Wendy Spires, head of research at WealthBriefing, who wrote the report, says the EAM market is fragmented in Hong Kong. Spires says that it was interesting to compare regulation in Switzerland and Asia.

"What I found fascinating is comparing the Swiss set-up with that of Asia and how the regulation compares." EAMs are boutique firms composed of private bankers, lawyers, trust officers and others advising high-net-worth and ultra-high-net-worth clients on the management and investment of funds, bank accounts and other parts of their portfolios. EAMs are also known as financial intermediaries, independent asset/wealth managers and external investment advisers; multifamily offices can also often be classified as EAMs.

Spires says she found the differences in the regulatory side between Europe and Asia to be quite profound.

"It just feels to me that here it is more facilitated; [in Asia] lessons have been learned, that's my sense," Spires says. "All the regulatory tightening in the UK and Switzerland [has] been transposed quite well here. They are in a good place, it's been set up very well in Hong Kong and Singapore."

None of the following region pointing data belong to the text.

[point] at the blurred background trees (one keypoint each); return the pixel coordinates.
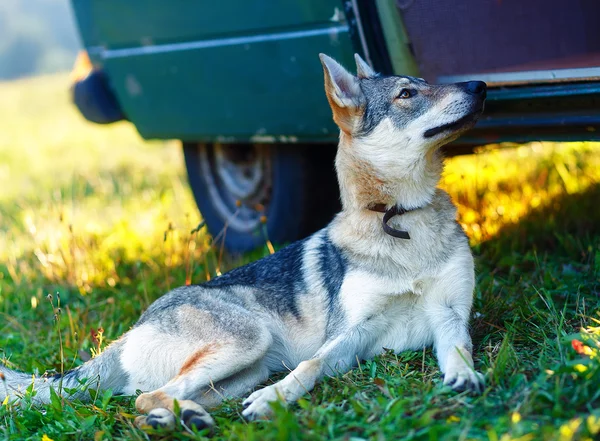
(36, 36)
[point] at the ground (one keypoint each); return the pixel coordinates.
(104, 223)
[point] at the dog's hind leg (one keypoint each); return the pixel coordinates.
(232, 363)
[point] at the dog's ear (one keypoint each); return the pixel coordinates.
(363, 70)
(343, 93)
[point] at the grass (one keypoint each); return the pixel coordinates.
(104, 220)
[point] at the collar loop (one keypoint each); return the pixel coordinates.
(390, 213)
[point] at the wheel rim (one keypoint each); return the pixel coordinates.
(238, 179)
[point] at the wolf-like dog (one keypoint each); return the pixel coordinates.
(392, 270)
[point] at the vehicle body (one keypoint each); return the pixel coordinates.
(241, 85)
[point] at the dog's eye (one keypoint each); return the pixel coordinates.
(405, 93)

Explaining the rationale for doing the survey, Marx says that WealthBriefing had done this survey before in Switzerland and Europe. UBS wanted to cover the Asia-Pacific market, wanted to estimate the size of the market and help to gauge the potential gap between Europe and Asia. "We also wanted to create a clarity that would help us to move forward," he says. He adds that the regulatory network in Switzerland is less prescriptive, it being mostly a self-regulatory environment, it's a bit more formalised here in Asia.

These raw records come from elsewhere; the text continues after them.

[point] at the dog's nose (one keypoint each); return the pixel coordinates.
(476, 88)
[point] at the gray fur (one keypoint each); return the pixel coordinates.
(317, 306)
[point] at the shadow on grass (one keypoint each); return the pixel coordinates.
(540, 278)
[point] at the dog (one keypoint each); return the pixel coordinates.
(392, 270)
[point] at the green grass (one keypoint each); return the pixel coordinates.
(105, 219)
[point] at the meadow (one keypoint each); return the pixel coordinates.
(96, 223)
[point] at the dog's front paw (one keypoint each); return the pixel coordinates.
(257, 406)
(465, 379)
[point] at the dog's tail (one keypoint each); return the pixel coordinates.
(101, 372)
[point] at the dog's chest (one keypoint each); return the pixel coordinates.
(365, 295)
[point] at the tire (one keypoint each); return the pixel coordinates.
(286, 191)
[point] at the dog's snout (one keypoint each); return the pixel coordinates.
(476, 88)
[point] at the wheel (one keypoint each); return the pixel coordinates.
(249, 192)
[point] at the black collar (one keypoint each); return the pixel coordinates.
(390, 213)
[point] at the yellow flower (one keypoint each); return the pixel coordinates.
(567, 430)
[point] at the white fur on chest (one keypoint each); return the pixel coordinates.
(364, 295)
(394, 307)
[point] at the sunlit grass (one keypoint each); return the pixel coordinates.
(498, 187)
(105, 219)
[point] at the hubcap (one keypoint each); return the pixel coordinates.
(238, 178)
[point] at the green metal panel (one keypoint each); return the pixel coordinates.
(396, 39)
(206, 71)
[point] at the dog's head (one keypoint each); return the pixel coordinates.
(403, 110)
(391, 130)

"In terms of product distribution however, Europe as compared to Asia has been slightly ahead in developing and implementing cross-border distribution rules, meaning and who can sell what products to whom and in which countries," Marx says.

Participants in the study, who were based mainly in Singapore and Hong Kong, varied quite widely in their estimates of the share of private wealth managed by EAMs in their centre. More than two-thirds believe that EAMs manage up to 10 per cent of the private wealth in their jurisdiction, while over a third think it's less than 5 per cent. Ninety per cent of participants believe the market share of private wealth managed by EAMs in their location will increase in the next three to five years, while 10 per cent see EAM assets remaining stable.

Eight in ten respondents believe more EAMs will spring up in the hope of joining in their success, while none foresee consolidation or any closures.

Nine in 10 respondents judge their location as a politically and economically stable centre for global financial assets that is well positioned to compete on the global stage. Not surprisingly, given the Hong Kong/Singapore focus, over half of participants lean towards serving international clients, although only 10 per cent cater solely to this market. Four in 10 of the EAMs have an equal split of domestic and international clients on their books, while a small contingent work only with international ones.

However, cross-border regulations are seen as a big challenge for EAMs in Asia as they try to attract international business, with 60 per cent seeing a negative impact and a quarter believing this to be serious.

Nine in 10 respondents offer discretionary portfolio management, with slightly fewer offering advisory investment services (in Asia-Pacific, the advisory mandate is the more common model). Wealth planning is offered by little more than a third of participants, and brokerage and execution by slightly less than a third, the report says.